Monday, August 30, 2010
Lee Konitz Quartet at the Iridium
I was fortunate enough to catch the last set of Lee Konitz's run at the Iridium with an amazing quartet! I've seen Lee play several times over the years, and I'm always struck by how fresh his playing sounds. There's such a purity to the melodies that he plays, they grab you instantly but are always surprising. One of the things you always hear people say about Lee is that he never seems to repeat himself, although he's played the same repertoire of standards for....a long, long time, he's 83 for god's sake!
The rhythm section was equally fascinating of course; Ethan Iverson, Larry Grenadier, and Jorge Rossy. I had heard about Lee's policy of no amplification, and wondered how it sound. At the beginning of the set, I found myself straining to hear the piano a little, but as the kept playing either my ears adjusted or the band balanced themselves out and everything sounded perfect. I think the lack of amplification also gave the concert a more intimate feel. Ethan mentioned on his blog about what a powerful tone Lee has, and it was definitely true! Lee's alto sound is so clear and strong, and the acoustic rhythm section only made this more apparent.

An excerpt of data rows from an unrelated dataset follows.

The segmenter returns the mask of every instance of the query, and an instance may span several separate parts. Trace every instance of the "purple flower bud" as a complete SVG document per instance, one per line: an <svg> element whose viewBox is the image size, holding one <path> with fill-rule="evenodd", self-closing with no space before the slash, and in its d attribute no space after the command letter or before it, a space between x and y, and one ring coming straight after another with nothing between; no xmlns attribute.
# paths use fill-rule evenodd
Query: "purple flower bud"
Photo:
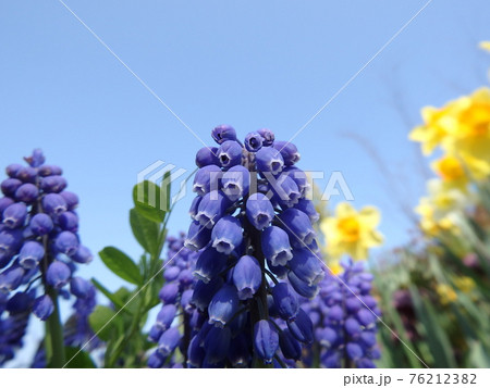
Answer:
<svg viewBox="0 0 490 388"><path fill-rule="evenodd" d="M284 167L284 160L281 153L272 147L262 147L255 155L257 170L262 173L277 175Z"/></svg>
<svg viewBox="0 0 490 388"><path fill-rule="evenodd" d="M233 338L233 346L230 347L228 359L233 367L247 367L252 359L248 350L248 338L243 333Z"/></svg>
<svg viewBox="0 0 490 388"><path fill-rule="evenodd" d="M60 289L69 283L70 276L72 276L72 272L66 264L61 261L53 261L49 264L46 280L52 287Z"/></svg>
<svg viewBox="0 0 490 388"><path fill-rule="evenodd" d="M68 210L66 201L61 195L48 193L42 198L42 209L50 215L60 215Z"/></svg>
<svg viewBox="0 0 490 388"><path fill-rule="evenodd" d="M196 221L211 229L230 205L230 201L221 191L210 191L203 197L197 209Z"/></svg>
<svg viewBox="0 0 490 388"><path fill-rule="evenodd" d="M302 346L293 337L289 328L279 334L279 346L284 358L298 361L302 358Z"/></svg>
<svg viewBox="0 0 490 388"><path fill-rule="evenodd" d="M179 296L179 284L175 283L166 284L158 293L158 297L164 304L175 303L177 296Z"/></svg>
<svg viewBox="0 0 490 388"><path fill-rule="evenodd" d="M20 202L13 203L3 211L3 225L11 229L22 226L27 217L27 206Z"/></svg>
<svg viewBox="0 0 490 388"><path fill-rule="evenodd" d="M222 285L223 279L221 277L217 277L208 284L203 280L197 281L194 286L193 303L200 311L205 311L208 308L212 297L216 292L218 292Z"/></svg>
<svg viewBox="0 0 490 388"><path fill-rule="evenodd" d="M19 171L23 167L22 164L9 164L5 168L5 173L7 175L9 175L11 178L15 178L15 176L17 175Z"/></svg>
<svg viewBox="0 0 490 388"><path fill-rule="evenodd" d="M367 309L360 309L356 314L357 320L363 326L369 327L376 323L376 315Z"/></svg>
<svg viewBox="0 0 490 388"><path fill-rule="evenodd" d="M287 321L287 327L291 334L298 341L311 343L314 340L313 323L303 309L299 309L293 321Z"/></svg>
<svg viewBox="0 0 490 388"><path fill-rule="evenodd" d="M269 226L274 217L274 209L269 199L261 192L255 192L247 199L246 215L255 228L261 230Z"/></svg>
<svg viewBox="0 0 490 388"><path fill-rule="evenodd" d="M158 338L160 338L160 337L158 337ZM148 366L151 368L160 368L163 366L164 362L166 362L166 358L162 356L158 352L151 353L150 356L148 358Z"/></svg>
<svg viewBox="0 0 490 388"><path fill-rule="evenodd" d="M267 364L272 363L279 349L279 334L269 321L260 320L255 324L254 343L258 356Z"/></svg>
<svg viewBox="0 0 490 388"><path fill-rule="evenodd" d="M310 246L316 237L309 217L297 209L287 209L281 215L280 226L290 236L291 245L294 248Z"/></svg>
<svg viewBox="0 0 490 388"><path fill-rule="evenodd" d="M188 287L194 283L194 274L189 268L181 271L179 274L179 283L182 288Z"/></svg>
<svg viewBox="0 0 490 388"><path fill-rule="evenodd" d="M357 361L364 355L363 348L355 342L348 342L347 346L345 347L345 350L347 352L348 358L353 361Z"/></svg>
<svg viewBox="0 0 490 388"><path fill-rule="evenodd" d="M290 271L287 273L287 279L290 280L291 286L293 286L294 290L299 293L302 297L311 299L315 298L318 293L318 286L309 285L306 281L303 281L298 278L294 272Z"/></svg>
<svg viewBox="0 0 490 388"><path fill-rule="evenodd" d="M219 253L215 248L206 248L196 262L194 276L204 283L209 283L226 268L226 255Z"/></svg>
<svg viewBox="0 0 490 388"><path fill-rule="evenodd" d="M230 254L243 240L242 224L226 215L218 221L211 231L212 247L218 252Z"/></svg>
<svg viewBox="0 0 490 388"><path fill-rule="evenodd" d="M161 308L157 315L156 326L161 328L162 330L167 330L170 325L172 325L173 320L176 315L176 306L175 304L166 304Z"/></svg>
<svg viewBox="0 0 490 388"><path fill-rule="evenodd" d="M291 208L299 201L302 197L299 189L287 174L281 174L278 179L272 179L269 176L267 178L269 179L270 188L274 193L275 200L282 208Z"/></svg>
<svg viewBox="0 0 490 388"><path fill-rule="evenodd" d="M228 354L230 341L230 328L212 327L205 339L206 361L209 364L221 362Z"/></svg>
<svg viewBox="0 0 490 388"><path fill-rule="evenodd" d="M41 179L40 188L45 192L60 192L66 188L66 180L59 175L47 176Z"/></svg>
<svg viewBox="0 0 490 388"><path fill-rule="evenodd" d="M150 331L148 333L148 339L151 342L158 342L162 333L163 333L163 330L161 329L161 327L159 325L154 325L154 326L151 326ZM149 363L149 361L148 361L148 363Z"/></svg>
<svg viewBox="0 0 490 388"><path fill-rule="evenodd" d="M234 140L224 141L218 149L218 159L224 168L242 163L243 148Z"/></svg>
<svg viewBox="0 0 490 388"><path fill-rule="evenodd" d="M287 174L297 185L302 197L306 197L309 191L311 185L308 182L308 177L303 170L299 170L294 166L287 166L283 171L284 174Z"/></svg>
<svg viewBox="0 0 490 388"><path fill-rule="evenodd" d="M2 197L0 198L0 221L3 216L3 211L9 208L14 201L9 197Z"/></svg>
<svg viewBox="0 0 490 388"><path fill-rule="evenodd" d="M220 161L218 160L217 154L217 147L203 147L196 153L196 165L199 168L210 164L220 165Z"/></svg>
<svg viewBox="0 0 490 388"><path fill-rule="evenodd" d="M238 310L238 293L234 286L224 285L212 297L208 306L209 324L223 327Z"/></svg>
<svg viewBox="0 0 490 388"><path fill-rule="evenodd" d="M17 292L7 302L5 310L11 314L25 312L27 310L30 310L33 299L34 299L33 290L28 292Z"/></svg>
<svg viewBox="0 0 490 388"><path fill-rule="evenodd" d="M200 367L205 358L205 350L200 346L199 334L195 335L191 340L187 348L187 366L189 367Z"/></svg>
<svg viewBox="0 0 490 388"><path fill-rule="evenodd" d="M161 335L157 351L160 355L168 356L176 349L180 341L181 334L179 328L171 327Z"/></svg>
<svg viewBox="0 0 490 388"><path fill-rule="evenodd" d="M16 289L25 274L23 267L13 265L0 274L0 292L9 293Z"/></svg>
<svg viewBox="0 0 490 388"><path fill-rule="evenodd" d="M206 247L211 239L211 230L200 225L197 221L191 223L185 239L185 247L193 251L198 251Z"/></svg>
<svg viewBox="0 0 490 388"><path fill-rule="evenodd" d="M245 148L249 152L257 152L259 149L262 148L264 138L260 136L259 133L250 132L245 137Z"/></svg>
<svg viewBox="0 0 490 388"><path fill-rule="evenodd" d="M45 248L37 241L26 241L19 253L19 263L25 270L35 268L45 256Z"/></svg>
<svg viewBox="0 0 490 388"><path fill-rule="evenodd" d="M83 279L82 277L74 277L70 280L70 291L76 297L81 299L87 298L93 289L93 285L90 281Z"/></svg>
<svg viewBox="0 0 490 388"><path fill-rule="evenodd" d="M233 284L241 300L250 299L260 288L262 271L257 259L250 255L240 258L233 270Z"/></svg>
<svg viewBox="0 0 490 388"><path fill-rule="evenodd" d="M19 170L15 177L24 183L35 183L37 171L33 167L22 167L21 170Z"/></svg>
<svg viewBox="0 0 490 388"><path fill-rule="evenodd" d="M181 308L187 314L191 314L194 310L194 305L192 303L193 293L193 289L186 289L181 296Z"/></svg>
<svg viewBox="0 0 490 388"><path fill-rule="evenodd" d="M320 259L309 249L294 249L289 265L291 271L309 286L317 285L324 276Z"/></svg>
<svg viewBox="0 0 490 388"><path fill-rule="evenodd" d="M72 259L76 263L86 264L94 260L90 251L87 247L78 246L78 250L73 254L70 259Z"/></svg>
<svg viewBox="0 0 490 388"><path fill-rule="evenodd" d="M167 266L163 272L163 278L167 281L173 281L179 277L181 268L176 265Z"/></svg>
<svg viewBox="0 0 490 388"><path fill-rule="evenodd" d="M293 165L299 161L299 152L295 145L289 141L275 141L272 145L279 152L281 152L282 159L284 159L285 165Z"/></svg>
<svg viewBox="0 0 490 388"><path fill-rule="evenodd" d="M311 224L315 224L320 220L320 214L318 214L317 210L315 209L315 204L309 199L302 198L295 205L294 209L301 210L303 213L305 213L308 217Z"/></svg>
<svg viewBox="0 0 490 388"><path fill-rule="evenodd" d="M193 191L203 197L211 190L218 190L221 176L222 171L217 165L210 164L199 168L194 177Z"/></svg>
<svg viewBox="0 0 490 388"><path fill-rule="evenodd" d="M63 230L77 233L78 231L78 216L73 212L61 213L58 217L58 225Z"/></svg>
<svg viewBox="0 0 490 388"><path fill-rule="evenodd" d="M284 320L292 320L299 311L297 296L287 283L280 283L272 289L272 298L279 315Z"/></svg>
<svg viewBox="0 0 490 388"><path fill-rule="evenodd" d="M66 202L68 210L74 210L78 205L78 196L71 191L61 191L60 196Z"/></svg>
<svg viewBox="0 0 490 388"><path fill-rule="evenodd" d="M30 157L24 158L24 160L32 166L32 167L39 167L42 163L45 163L46 158L42 154L42 150L39 148L36 148L33 150L33 154Z"/></svg>
<svg viewBox="0 0 490 388"><path fill-rule="evenodd" d="M15 199L17 201L30 203L36 200L39 195L39 189L33 184L24 184L15 191Z"/></svg>
<svg viewBox="0 0 490 388"><path fill-rule="evenodd" d="M0 231L0 268L4 267L22 245L22 231L4 229Z"/></svg>
<svg viewBox="0 0 490 388"><path fill-rule="evenodd" d="M64 253L72 256L78 250L78 238L71 231L62 231L54 240L54 248L57 252Z"/></svg>
<svg viewBox="0 0 490 388"><path fill-rule="evenodd" d="M262 137L264 147L272 146L274 142L274 133L268 128L261 128L257 133Z"/></svg>
<svg viewBox="0 0 490 388"><path fill-rule="evenodd" d="M33 313L39 320L46 321L54 311L54 305L48 295L44 295L34 301Z"/></svg>
<svg viewBox="0 0 490 388"><path fill-rule="evenodd" d="M236 140L236 132L231 125L218 125L211 132L211 136L215 141L219 145L222 145L226 140Z"/></svg>
<svg viewBox="0 0 490 388"><path fill-rule="evenodd" d="M287 234L278 226L266 228L262 233L262 252L272 265L285 265L293 258Z"/></svg>
<svg viewBox="0 0 490 388"><path fill-rule="evenodd" d="M22 182L16 178L8 178L2 182L2 192L8 197L14 197L15 191L22 186Z"/></svg>
<svg viewBox="0 0 490 388"><path fill-rule="evenodd" d="M39 176L45 177L50 175L61 175L63 171L57 165L45 164L39 167L38 173Z"/></svg>
<svg viewBox="0 0 490 388"><path fill-rule="evenodd" d="M243 165L235 165L223 174L221 183L226 197L236 201L248 193L250 173Z"/></svg>
<svg viewBox="0 0 490 388"><path fill-rule="evenodd" d="M199 208L199 203L201 200L203 200L203 197L200 197L200 196L194 197L193 203L191 203L191 208L188 210L188 215L191 215L191 218L196 220L197 210Z"/></svg>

There were also many surreal moments. Lee wandered around the stage, at times playing right by Ethan at the piano, sometimes at the far left of the stage, and occasionally in the front where the leader is supposed to play. Lee let the other guys start a tune of their choice, and Larry started playing Stella By Starlight unaccompanied with such a powerful and elusive groove, I had no idea what tune he was playing. Then Ethan took an incredibly abstract solo, "jazz surrealism" par excellence, to borrow a term that Ethan uses. At the end of Ethan's solo they started playing the tune in a very straightforward manner to make way for Lee, who had been watching at the side of the stage with an inscrutable look on his face. I couldn't help but laugh when he asked Ethan what tune they were playing. That was the other benefit of no amplification. With your ears more attuned to what was coming from the stage, you could hear all the banter.
At one point, Lee announced that Jorge was going to sing a song. After a somewhat awkward pause, Jorge and son broke into a rendition of Chet Baker's "Dandelion" using that technique where you cup your hands and clap in front of your mouth, making a sound like a tuned drum. It was great! Jazz surrealism, indeed.